Das Arbeitszimmer von Mutter Felicitas war bescheiden und prächtig zugleich. Es war klein und karg und sehr hygienisch, die Nonnen schrubbten und polierten es täglich, so daß es wie in einem Schwimmbad roch. Doch ihre kleinen russischen Dinge glänzten wie Geschmeide. Sie besaß Ikonen und reich gerahmte Sepiafotografien von Prinzessinnen, die sie geliebt, und Bischöfen, denen sie gedient hatte, und an ihrem Namenstag - oder war es ihr Geburtstag oder der des Bischofs? - brachte sie das alles nach unten und machte daraus eine Schaubühne mit Kerzen, einer Jungfrau und dem Christkind. Alexandra wußte das, denn Felicitas hatte sie kommen lassen und neben sich gesetzt, ihr laut alte russische Gebete vorgelesen und Stücke aus der Liturgie im Marschrhythmus vorgesungen, ihr Plätzchen und Punsch gegeben, nur um russische Gesellschaft zu haben an ihrem Namenstag- oder war es Ostern oder Weihnachten gewesen? Die Russen sind die besten Menschen der Welt, hatte sie gesagt. Trotz der vielen Pillen, die sie genommen hatte, wurde Alexandra allmählich klar, daß Felicitas-Felicitas stockbetrunken war. Sie hob ihr die Beine hoch, legte ein Kissen für sie zurecht, küßte sie aufs Haar und ließ sie auf dem Tweedsofa einschlafen, auf dem die Eltern saßen, wenn sie neue Patienten anmeldeten. Es war dasselbe Sofa, auf dem Alexandra nun saß und auf Onkel Anton starrte, der das kleine Notizbuch aus der Tasche zog. Sie bemerkte, daß er seinen braunen Tag hatte: brauner Anzug, braune Krawatte, braunes Hemd.

»Du solltest dir braune Hosenklammern kaufen«, sagte sie zu ihm auf Russisch.

Onkel Anton lachte nicht. Um sein Notizbuch war ein strumpfbandartiges Stück Gummi geschlungen, das er jetzt wie widerwillig löste, während er die offiziellen Lippen befeuchtete.

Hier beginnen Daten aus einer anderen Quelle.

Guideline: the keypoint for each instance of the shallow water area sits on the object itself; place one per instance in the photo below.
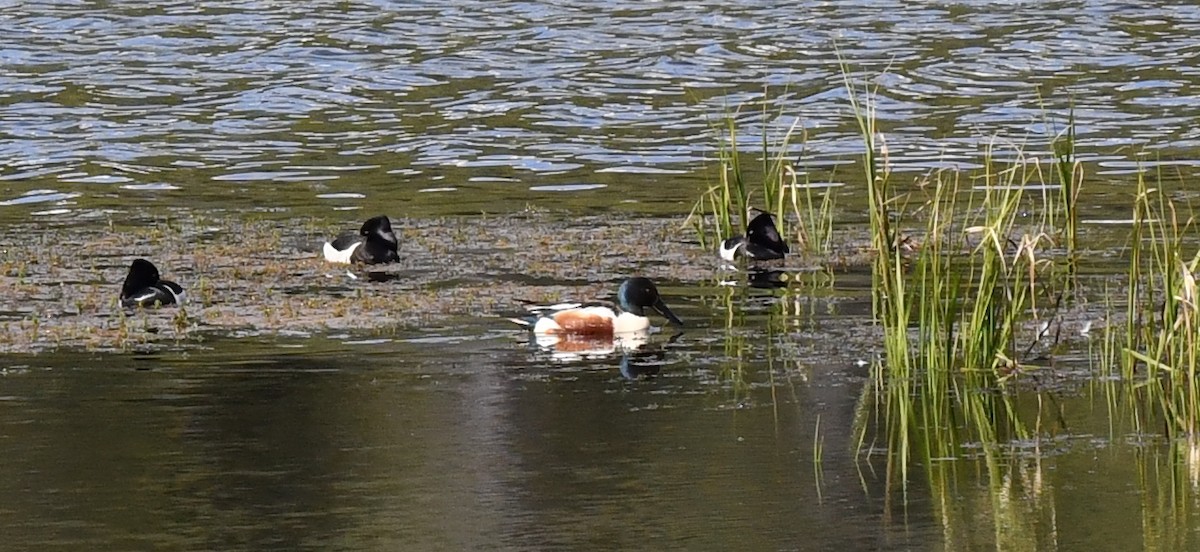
(544, 151)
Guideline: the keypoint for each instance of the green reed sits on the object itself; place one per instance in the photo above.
(803, 215)
(1162, 337)
(953, 309)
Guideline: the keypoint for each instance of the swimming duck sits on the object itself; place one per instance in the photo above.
(760, 243)
(375, 244)
(144, 288)
(603, 319)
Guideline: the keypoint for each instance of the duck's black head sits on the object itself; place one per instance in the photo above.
(763, 240)
(381, 244)
(143, 274)
(637, 293)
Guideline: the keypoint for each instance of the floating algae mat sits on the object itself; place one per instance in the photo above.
(245, 276)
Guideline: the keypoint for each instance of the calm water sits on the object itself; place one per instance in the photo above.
(459, 437)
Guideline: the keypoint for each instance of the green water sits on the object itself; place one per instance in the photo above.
(534, 151)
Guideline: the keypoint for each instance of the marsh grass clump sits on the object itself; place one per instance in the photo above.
(774, 185)
(1159, 348)
(954, 309)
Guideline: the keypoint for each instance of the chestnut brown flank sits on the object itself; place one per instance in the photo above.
(574, 322)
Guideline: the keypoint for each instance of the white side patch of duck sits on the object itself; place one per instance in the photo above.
(334, 256)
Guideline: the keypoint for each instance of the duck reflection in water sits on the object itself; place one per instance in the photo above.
(639, 357)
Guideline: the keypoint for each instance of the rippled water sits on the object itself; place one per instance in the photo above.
(457, 436)
(303, 105)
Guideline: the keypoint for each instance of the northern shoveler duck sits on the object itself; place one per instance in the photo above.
(375, 244)
(144, 288)
(603, 319)
(760, 243)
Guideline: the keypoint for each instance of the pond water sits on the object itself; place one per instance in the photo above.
(311, 411)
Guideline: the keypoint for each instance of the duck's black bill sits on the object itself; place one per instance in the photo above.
(661, 307)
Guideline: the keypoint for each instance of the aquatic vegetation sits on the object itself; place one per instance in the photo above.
(804, 210)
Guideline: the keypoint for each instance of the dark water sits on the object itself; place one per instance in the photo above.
(457, 436)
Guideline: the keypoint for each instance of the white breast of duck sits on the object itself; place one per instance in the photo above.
(594, 319)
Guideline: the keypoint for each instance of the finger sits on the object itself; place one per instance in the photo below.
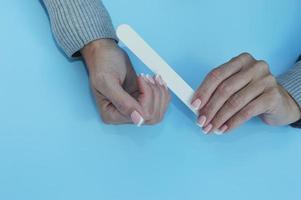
(146, 93)
(164, 95)
(157, 101)
(124, 102)
(256, 107)
(216, 77)
(224, 91)
(239, 100)
(108, 112)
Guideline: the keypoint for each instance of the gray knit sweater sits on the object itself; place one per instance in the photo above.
(75, 23)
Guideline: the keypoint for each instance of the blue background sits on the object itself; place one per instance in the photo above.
(53, 145)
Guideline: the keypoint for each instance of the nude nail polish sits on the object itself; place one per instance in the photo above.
(151, 80)
(196, 104)
(201, 121)
(207, 129)
(221, 130)
(137, 118)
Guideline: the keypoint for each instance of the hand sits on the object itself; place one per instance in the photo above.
(239, 90)
(121, 96)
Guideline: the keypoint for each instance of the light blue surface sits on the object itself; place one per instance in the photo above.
(53, 145)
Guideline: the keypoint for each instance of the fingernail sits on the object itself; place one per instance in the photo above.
(221, 130)
(202, 121)
(150, 79)
(196, 104)
(207, 129)
(137, 118)
(159, 80)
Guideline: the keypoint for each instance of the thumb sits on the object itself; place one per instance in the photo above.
(124, 103)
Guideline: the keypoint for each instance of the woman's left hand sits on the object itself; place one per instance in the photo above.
(239, 90)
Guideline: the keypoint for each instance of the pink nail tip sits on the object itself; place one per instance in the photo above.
(137, 118)
(222, 130)
(197, 104)
(202, 121)
(207, 129)
(150, 79)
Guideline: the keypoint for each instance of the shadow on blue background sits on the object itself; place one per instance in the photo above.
(53, 145)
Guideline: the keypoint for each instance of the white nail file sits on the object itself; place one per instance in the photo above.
(156, 64)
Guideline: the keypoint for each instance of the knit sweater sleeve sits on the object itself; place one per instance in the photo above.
(78, 22)
(291, 81)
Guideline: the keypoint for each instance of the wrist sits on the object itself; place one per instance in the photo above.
(96, 48)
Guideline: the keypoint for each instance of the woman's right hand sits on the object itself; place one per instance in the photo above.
(121, 95)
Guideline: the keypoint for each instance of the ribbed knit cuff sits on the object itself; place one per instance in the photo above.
(291, 81)
(76, 23)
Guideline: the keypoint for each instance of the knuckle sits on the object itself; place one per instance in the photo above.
(234, 102)
(271, 80)
(246, 56)
(215, 74)
(246, 114)
(224, 89)
(261, 66)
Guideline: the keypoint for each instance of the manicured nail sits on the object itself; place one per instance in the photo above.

Manchmal hielt Alexandra ihn für einen Polizisten, manchmal für einen verkleideten Priester, manchmal für einen Rechtsanwalt oder Schullehrer und manchmal sogar für eine besondere Art von Arzt. Doch was immer er auch war, er wollte ihr durch das Gummiband und das Notizbuch sowie durch den Ausdruck nervösen Wohlwollens klar zu verstehen geben, daß es da ein Höheres Gesetz gab, für das weder er noch sie persönlich verantwortlich waren, daß er nicht ihr Kerkermeister war, daß er sie, wenn schon nicht um ihre Liebe, so doch um Vergebung für die Umstände bat, die ihn zwangen, sie von der Welt abzuschließen. Und sie sollte auch wissen, daß er traurig war, sogar einsam und ganz sicherlich ihr zugetan und daß er in einer besseren Welt der Onkel gewesen wäre, der ihr getreulich Geburtstagsgeschenke, Weihnachtsgeschenke gebracht, ihr jedes Jahr- >meine Sascha, wie groß du bist< - unters Kinn gegriffen und unauffällig eine ihrer Rundungen betätschelt hätte, um anzudeuten, >meine Sascha, bald bist du reif für den Topf<.

»Wie geht's mit deiner Lektüre vorwärts, Alexandra?« fragte er, während er das vor ihm liegende Notizbuch glattstrich und nach der Liste blätterte. Das war Geplauder. Das war nicht das Höhere Gesetz. Das war wie ein Gespräch über das Wetter, oder was für ein hübsches Kleid sie trug, oder wie glücklich sie heute aussah, ganz und gar nicht so wie letzte Woche.

»Ich heiße Tatjana und komme vom Mond«, antwortete sie. Onkel Anton tat, als habe sie nichts gesagt, sie hatte also vielleicht nur zu sich selbst gesprochen, lautlos in Gedanken, wo sie sich eine Menge Dinge erzählte.

»Bist du mit der Novelle von Turgenjew fertig, die ich dir gebracht hatte?« fragte er. »Du hast inzwischen wohl die >Früh-lingsströme< gelesen, nehme ich an.«

»Mutter Felicitas liest sie mir vor, aber sie ist zur Zeit heiser«, sagte Alexandra.

»So.«

Das war eine Lüge. Sie hatte ihr Essen auf den Boden geworfen, und um sie zu strafen, las Felicitas-Felicitas ihr nicht mehr vor. Onkel Anton hatte in seinem Notizbuch die Seite mit der Liste gefunden, und auch seinen Kugelschreiber hatte er gefunden, einen Silberstift mit Gleitmine, auf den er ungemein stolz zu sein schien.